Tz. 13
Stand: 22. Auflage – ET: 10/2018
Für Billigkeitsmaßnahmen wie Stundung und Erlass sind grundsätzlich die Gemeinden zuständig. Abweichend davon ist nach § 184 Abs. 2 Satz 1 AO aus Zweckmäßigkeitsgründen den Finanzbehörden die Befugnis übertragen, Billigkeitsmaßnahmen i. S. des § 163 Abs. 1 Satz 1 AO zu treffen, d. h. den Messbetrag niedriger festzusetzen oder solche Besteuerungsgrundlagen, die den Messbetrag erhöhen, bei der Festsetzung des Messbetrags unberücksichtigt zu lassen, soweit für solche Maßnahmen in einer allgemeinen Verwaltungsvorschrift der Bundesregierung, der obersten Bundesfinanzbehörde oder einer obersten Landesfinanzbehörde Richtlinien aufgestellt worden sind (s. § 163 AO Rz. 26). Dies betrifft vor allem Fälle sachlicher Unbilligkeit und sog.

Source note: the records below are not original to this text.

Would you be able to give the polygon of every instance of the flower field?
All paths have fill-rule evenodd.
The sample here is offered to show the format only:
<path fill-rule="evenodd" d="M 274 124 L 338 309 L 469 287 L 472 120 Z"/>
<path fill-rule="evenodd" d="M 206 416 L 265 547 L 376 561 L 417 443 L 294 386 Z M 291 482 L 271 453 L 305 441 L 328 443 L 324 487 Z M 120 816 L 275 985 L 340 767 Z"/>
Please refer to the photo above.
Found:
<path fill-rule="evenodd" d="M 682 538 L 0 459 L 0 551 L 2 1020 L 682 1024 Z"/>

Gruppenunbilligkeit, bei der z. B. durch die Änderung der Rechtsprechung ein größerer Personenkreis betroffen ist. Damit ist die Finanzbehörde für die Billigkeitsmaßnahme sachlich zuständig (Kunz in Gosch, § 184 AO Rz. 18 m. w. N.). Die Regelung erübrigt die sonst notwendige Einholung der Zustimmung der ertragsberechtigten Gemeinde. Eine im Rahmen der Gewinnfeststellung getroffene Billigkeitsmaßnahme wirkt auch für die Ermittlung des Gewerbeertrags als Grundlage für die Festsetzung des GewSt-Messbetrags (BFH v. 14.09.2017, IV R 51/14, BStBl II 2018, 78).
Tz. 13a
Stand: 22. Auflage – ET: 10/2018
Fehlt es an der Voraussetzung des § 184 Abs. 2 Satz 1 AO, nämlich der allgemeinen Verwaltungsvorschrift, handelt es sich also um Fälle der sog. Individualunbilligkeit, sind die Gemeinden als steuerfestsetzende Behörde zuständig (Kunz in Gosch, § 184 AO Rz. 19.1). Jedoch soll die Finanzbehörde die Billigkeitsmaßnahme mit Zustimmung der Gemeinde treffen können (Boeker in HHSp, § 184 AO Rz. 82 f.; zweifelnd Kunz in Gosch, § 184 AO Rz. 19.1 m. w. N.; ablehnend Frotscher in Schwarz/Pahlke, § 184 AO Rz. 14; Brandis in Tipke/Kruse, § 184 AO Rz. 10); dies begegnet m. E. Bedenken, da die Finanzbehörde dafür sachlich nicht zuständig ist. Eine auf diesem Wege getroffene Billigkeitsmaßnahme ist m. E. aber nicht nichtig, da die Verletzung der sachlichen Zuständigkeit die zutreffende Behandlung nicht in Frage stellt, der Fehler also nicht besonders schwer ist (h. M., u. a. Kunz in Gosch, § 184 AO Rz. 19.1; Ratschow in Klein, § 184 AO Rz. 15; von Wedelstädt in Gosch, § 125 AO Rz. 61; a. A. Boeker in HHSp, § 184 AO Rz. 83).
Tz. 14
Stand: 22. Auflage – ET: 10/2018
Nach § 184 Abs. 2 Satz 2 AO haben Maßnahmen nach § 163 Abs. 1 Satz 2 AO nur Wirkung, soweit sie die gewerblichen Einkünfte als Grundlage für die Festsetzung der Steuer vom Einkommen beeinflussen. Werden mit Zustimmung des Stpfl. bei Steuern vom Einkommen Besteuerungsgrundlagen zeitlich versetzt berücksichtigt, so wirkt dies auch für den Gewerbeertrag als Besteuerungsgrundlage des GewSt-Messbetrags. Eine derartige Maßnahme nur bei der Festsetzung des GewSt-Messbetrags ist dagegen nicht zulässig. Dadurch wird die Übereinstimmung des für die GewSt maßgeblichen Gewinns mit dem einkommenssteuerlichen Gewinn sichergestellt.